No interaction is exactly the same. There’s Kevin, who clearly has feelings for Sophie that go further than just their hookups; she shuts him down. There’s a senior who tells a friend of a friend that he thinks Sophie is cute; suddenly she’s planning to lose her virginity to him. There’s Sophie’s closest guy friend, who has been by her side for years and who has never made a move—but whom Sophie tries to forcibly kiss in her car. Sophie’s grief and her sexual choices are probably interlinked, as Sophie’s worried best friend Claire (Claire Manning) suggests, but Sophie doesn’t care about being looked down upon by her classmates. So what if other girls laugh at her? So what if a random acquaintance pulls her aside to tell her she’s embarrassing herself? Could any of that really be worse than losing her mother? “Sophie Jones” doesn’t shy away from the reactions Sophie receives, but it refuses to judge her, either.
That’s an admirable, arguably essential, quality for coming-of-age stories; think of how other recent films in this subgenre, like “Lady Bird,” “Skate Kitchen,” and “Hala,” also treat their female characters with the respect that previous generations of films about young women often lacked. “Sophie Jones” equates being inside its character’s headspace with being close to her physically: tight shots of her profile as she drives around, a floating camera in her bedroom as she somberly thinks about her mother, and well-edited hookup scenes that capture her gleeful abandon or painful regret. But on the other hand, “Sophie Jones” sometimes stumbles in this narrowness. The film’s alignment with Sophie is so thorough that there are no scenes without her, which makes some of these time jumps disorienting. If we’ve been with Sophie this whole time, how did weeks just pass? When did the relationship she suddenly has with one of these guys occur? What happened in the time between, say, New Year’s, and when Sophie is suddenly getting ready to leave for college? The narrative connections are sometimes so hazy that Sophie’s behaviors read more as erratic than as spontaneous, and additional plot details in the Barrs’ script might have better contextualized some of her personality shifts.
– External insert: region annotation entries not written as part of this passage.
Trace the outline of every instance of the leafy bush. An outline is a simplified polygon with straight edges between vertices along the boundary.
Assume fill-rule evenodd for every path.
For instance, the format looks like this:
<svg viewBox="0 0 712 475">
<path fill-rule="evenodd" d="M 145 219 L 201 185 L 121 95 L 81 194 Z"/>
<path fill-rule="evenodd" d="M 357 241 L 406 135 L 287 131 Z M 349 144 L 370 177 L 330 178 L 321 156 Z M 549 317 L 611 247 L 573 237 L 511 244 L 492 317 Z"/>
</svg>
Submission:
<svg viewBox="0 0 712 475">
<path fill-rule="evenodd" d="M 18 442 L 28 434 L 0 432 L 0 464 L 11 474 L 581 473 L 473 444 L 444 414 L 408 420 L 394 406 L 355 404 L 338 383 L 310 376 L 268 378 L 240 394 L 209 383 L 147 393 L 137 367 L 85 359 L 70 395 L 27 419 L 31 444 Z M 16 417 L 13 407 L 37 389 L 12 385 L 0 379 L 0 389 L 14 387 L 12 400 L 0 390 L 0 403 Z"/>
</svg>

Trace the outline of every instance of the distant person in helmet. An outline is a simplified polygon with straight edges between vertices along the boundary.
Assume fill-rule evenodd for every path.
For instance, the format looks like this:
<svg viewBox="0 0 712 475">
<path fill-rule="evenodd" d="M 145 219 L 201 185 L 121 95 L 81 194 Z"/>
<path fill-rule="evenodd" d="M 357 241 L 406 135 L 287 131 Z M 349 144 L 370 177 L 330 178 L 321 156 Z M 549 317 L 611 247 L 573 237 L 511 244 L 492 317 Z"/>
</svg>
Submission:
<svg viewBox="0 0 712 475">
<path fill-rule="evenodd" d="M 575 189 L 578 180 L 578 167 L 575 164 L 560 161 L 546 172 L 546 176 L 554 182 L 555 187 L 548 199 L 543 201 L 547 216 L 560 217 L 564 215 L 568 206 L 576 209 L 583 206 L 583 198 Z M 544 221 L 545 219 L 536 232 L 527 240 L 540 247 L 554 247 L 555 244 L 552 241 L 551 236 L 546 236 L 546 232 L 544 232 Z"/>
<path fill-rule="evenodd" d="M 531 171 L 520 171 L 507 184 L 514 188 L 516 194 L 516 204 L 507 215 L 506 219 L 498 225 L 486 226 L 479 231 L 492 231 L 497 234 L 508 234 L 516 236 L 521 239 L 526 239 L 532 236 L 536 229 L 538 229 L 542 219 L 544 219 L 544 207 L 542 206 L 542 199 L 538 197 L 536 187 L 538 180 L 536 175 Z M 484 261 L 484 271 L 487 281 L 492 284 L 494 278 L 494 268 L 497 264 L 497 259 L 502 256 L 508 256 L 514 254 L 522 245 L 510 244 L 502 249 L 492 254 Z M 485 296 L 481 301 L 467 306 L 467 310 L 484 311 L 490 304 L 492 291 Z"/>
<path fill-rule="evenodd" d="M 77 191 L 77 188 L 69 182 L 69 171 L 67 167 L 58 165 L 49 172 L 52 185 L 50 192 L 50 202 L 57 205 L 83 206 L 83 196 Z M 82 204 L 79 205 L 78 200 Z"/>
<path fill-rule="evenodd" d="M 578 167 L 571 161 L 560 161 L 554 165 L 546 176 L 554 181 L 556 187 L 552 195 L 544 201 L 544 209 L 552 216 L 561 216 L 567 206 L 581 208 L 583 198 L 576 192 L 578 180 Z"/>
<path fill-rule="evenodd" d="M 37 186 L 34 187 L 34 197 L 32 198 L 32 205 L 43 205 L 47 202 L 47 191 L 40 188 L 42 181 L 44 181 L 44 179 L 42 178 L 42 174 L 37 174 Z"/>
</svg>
Nevertheless, this approach favors Jessica Barr’s inhabiting of the character she helped write, and that is undoubtedly the greatest strength of “Sophie Jones.” Watching it, I was reminded of Margaret Atwood’s quote from the novel Alias Grace: “When you are in the middle of a story it isn’t a story at all, but only a confusion.” Nearly every scene in “Sophie Jones” is either meditative or combative in some way, and Barr nails the flickering, shifting, visceral emotions of adolescence. The deadpan way she says of oral sex, “I could just bite his dick off if I wanted to,” and then her little laugh afterward; her utterly unimpressed delivery of, “This is sex? This is it?”; the way her face shifts from tense rapture to barely veiled perturbation when a guy asks her, “You’re on birth control, right?”; how she lets her sentences trail off when she’s tired of a conversation. Even when the script relies too much on her affect, the actress remains impressively self-possessed, and the film’s framing of her is evocative. “Sophie Jones” is a promising effort from both Barr women.